Vérification sur site : méthode et checklist
Avant la pose, mesurer précisément le dénivelé avec un niveau laser ou un télémètre. Calculer la longueur nécessaire en appliquant la formule longueur = dénivelé / pente cible. Contrôler l’espace disponible pour les paliers et les dégagements latéraux. Vérifier l’absence d’obstacle, la continuité du cheminement accessible jusqu’à l’entrée et la signalisation au sol pour les personnes malvoyantes.
Checklist rapide pour validation :
- Mesure du dénivelé et calcul de la pente effective.
- Largeur utile mesurée et conformité (90–100 cm recommandé).
- Présence et dimensions des paliers (1,40 m × 1,40 m sauf contraintes techniques).
- Contrôle du dévers : < 3 %.
- Surface antidérapante et finitions de bord.
- Mains courantes continues et garde-corps si nécessaire.
- Capacité de charge et stabilité (pour solutions amovibles/modulaires).
- Photographies et plan cotés pour le dossier ERP.
Cas des contraintes et demande de dérogation
Lorsque la mise en conformité stricte n’est pas possible pour des raisons d’espace ou de faisabilité technique, il est possible de solliciter une dérogation auprès des autorités compétentes. La dérogation doit être motivée, accompagnée d’un dossier démontrant que des mesures compensatoires sont prises (solution alternative d’accès, signalétique, aide humaine, installation d’une plateforme élévatrice). Faire appel à un bureau d’études ou un expert accessibilité facilite la constitution d’un dossier solide.

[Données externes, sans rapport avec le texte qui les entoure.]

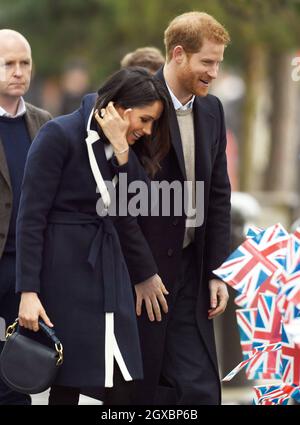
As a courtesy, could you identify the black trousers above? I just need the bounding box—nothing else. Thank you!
[0,253,31,405]
[156,244,220,405]
[48,363,134,405]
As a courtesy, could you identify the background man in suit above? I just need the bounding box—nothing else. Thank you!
[0,29,51,405]
[110,12,230,405]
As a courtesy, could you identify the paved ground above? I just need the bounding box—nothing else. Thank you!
[32,387,253,405]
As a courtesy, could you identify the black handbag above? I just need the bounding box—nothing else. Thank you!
[0,319,63,394]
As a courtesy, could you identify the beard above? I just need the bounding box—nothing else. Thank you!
[178,63,209,97]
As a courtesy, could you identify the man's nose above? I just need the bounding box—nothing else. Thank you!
[14,63,23,77]
[208,64,219,79]
[143,122,152,136]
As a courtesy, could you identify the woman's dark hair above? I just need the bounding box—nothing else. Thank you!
[95,66,170,177]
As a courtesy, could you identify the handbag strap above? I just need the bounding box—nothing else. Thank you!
[39,320,61,344]
[6,318,63,366]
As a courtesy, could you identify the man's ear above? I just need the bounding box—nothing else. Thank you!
[173,45,186,64]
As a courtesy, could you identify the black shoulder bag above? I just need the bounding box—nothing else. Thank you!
[0,319,63,394]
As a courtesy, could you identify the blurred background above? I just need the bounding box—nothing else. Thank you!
[0,0,300,404]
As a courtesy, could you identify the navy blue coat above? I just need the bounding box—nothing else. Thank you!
[112,70,230,404]
[17,96,142,387]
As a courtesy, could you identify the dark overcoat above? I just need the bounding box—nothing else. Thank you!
[17,96,142,387]
[113,70,230,404]
[0,102,51,258]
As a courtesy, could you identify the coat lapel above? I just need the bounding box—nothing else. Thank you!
[156,68,186,180]
[0,139,12,189]
[25,103,41,141]
[193,97,216,182]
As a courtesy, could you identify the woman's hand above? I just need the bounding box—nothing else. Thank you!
[135,274,169,322]
[95,102,131,153]
[19,292,53,332]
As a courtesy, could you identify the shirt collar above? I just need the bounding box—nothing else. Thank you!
[0,97,26,118]
[166,83,195,111]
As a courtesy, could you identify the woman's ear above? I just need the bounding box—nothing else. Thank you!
[114,105,126,118]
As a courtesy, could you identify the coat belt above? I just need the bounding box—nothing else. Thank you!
[48,211,125,312]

Pour une rampe PMR réussie : visez prioritairement une pente de 5 à 6 %, prévoyez des paliers suffisants, contrôlez largeur et dévers, et documentez chaque étape. Choisissez le type de rampe en fonction de la fréquence d’usage et du budget : fixe pour du long terme et fort passage, amovible pour du ponctuel, modulaire pour des besoins temporaires. En cas de doute, consultez un professionnel de l’accessibilité et constituez un dossier complet pour l’ERP afin d’anticiper contrôles et demandes de dérogation.